All of us may work towards fulfilment and self-actualisation, but some of us end up imperfect and far from self-actualised. Adler argues that his is because we are too self-interested and lacking in social interest. What makes people self-interested? Adler argued that it is due to our being overwhelmed by our inferiority. If we are doing well, competent and moving on, you can afford to think of others. If you are not getting the best out of yourself, your attentions become more and more focused on yourself.
We all suffer from inferiority in one form of another. Some of us may have organ inferiority, for example, we may have a heart murmur, weaker parts of our anatomy etc. We may be too heavy or too short. Adler noted that people often respond to these organic inferiorities by compensation. That is, they make up for their deficiency in some way.

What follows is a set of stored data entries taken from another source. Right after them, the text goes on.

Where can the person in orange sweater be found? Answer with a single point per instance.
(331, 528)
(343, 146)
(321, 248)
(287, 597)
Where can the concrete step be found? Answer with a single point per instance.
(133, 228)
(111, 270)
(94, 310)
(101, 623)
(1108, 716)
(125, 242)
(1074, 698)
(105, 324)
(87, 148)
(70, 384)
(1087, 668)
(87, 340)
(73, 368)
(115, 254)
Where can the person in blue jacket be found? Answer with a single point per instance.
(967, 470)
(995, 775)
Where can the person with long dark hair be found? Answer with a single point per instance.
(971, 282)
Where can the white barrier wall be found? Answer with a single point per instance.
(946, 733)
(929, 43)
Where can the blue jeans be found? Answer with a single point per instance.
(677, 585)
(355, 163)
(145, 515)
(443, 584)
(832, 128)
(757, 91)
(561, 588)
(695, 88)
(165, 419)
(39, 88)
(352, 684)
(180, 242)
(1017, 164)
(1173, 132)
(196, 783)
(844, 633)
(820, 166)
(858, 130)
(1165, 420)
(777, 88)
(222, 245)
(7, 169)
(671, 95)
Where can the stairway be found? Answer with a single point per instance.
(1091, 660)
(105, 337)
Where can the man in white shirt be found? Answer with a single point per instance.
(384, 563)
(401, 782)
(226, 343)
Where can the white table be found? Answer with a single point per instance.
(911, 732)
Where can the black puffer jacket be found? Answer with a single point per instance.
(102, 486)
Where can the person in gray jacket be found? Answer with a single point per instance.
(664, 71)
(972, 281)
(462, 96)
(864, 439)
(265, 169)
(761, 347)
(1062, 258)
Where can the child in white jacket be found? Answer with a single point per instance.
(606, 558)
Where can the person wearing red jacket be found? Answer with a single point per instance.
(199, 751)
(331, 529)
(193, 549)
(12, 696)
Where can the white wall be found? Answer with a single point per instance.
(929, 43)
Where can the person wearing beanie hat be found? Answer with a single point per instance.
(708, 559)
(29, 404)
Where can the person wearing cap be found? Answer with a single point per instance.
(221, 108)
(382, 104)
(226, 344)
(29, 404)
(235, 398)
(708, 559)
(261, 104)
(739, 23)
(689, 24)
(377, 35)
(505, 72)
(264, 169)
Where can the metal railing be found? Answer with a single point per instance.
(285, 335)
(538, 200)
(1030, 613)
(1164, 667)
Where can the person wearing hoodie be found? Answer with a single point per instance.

They may try to strengthen the organ or overdevelop it – there are examples of people who overcome physical odds that better endowed people would not even dream of attempting. However, other people may not be able to handle their difficulties and live in despair.
People may also have psychological inferiorities. They may feel that we are ugly, weak, poor at school, not have friends etc.
We may not really be weak or unintelligent or ugly, but we come to believe that we are. Some people may compensate by becoming good at what they feel they are inferior in. Or they may become good at something else. Whilst others may just never develop any self-esteem.
Adler also noted a general form of inferiority – that children are naturally inferior to adults. They are smaller, weaker, less socially and intellectually competent than adults. According to Adler, if you look at children’s games and fantasies, they often contain the common desire to grow up and be big, as in an adult. This is a striving for perfection. However, children may be left with the feeling that other people will always be better than them because they are older, taller etc.
If you become overwhelmed by these forces of inferiority, you may develop an inferiority complex. The inferiority complex is not a little problem, it is a neurosis. Sufferers may become timid, insecure, shy, cowardly, submissive, compliant etc. They may rely on other people to tell them that they are pretty or sexy or strong or good, which can become a drain on the person concerned.
Person can also respond to inferiority complexes by developing a superiority complex. This involves covering up feelings of inferiority by pretending to be superior. Bullies are a prime example. Other, more subtle, examples might include people who put down others due to their weight, sexual orientation, gender, ethnic origin and so on. Others may hide their feelings of worthlessness in drugs and alcohol.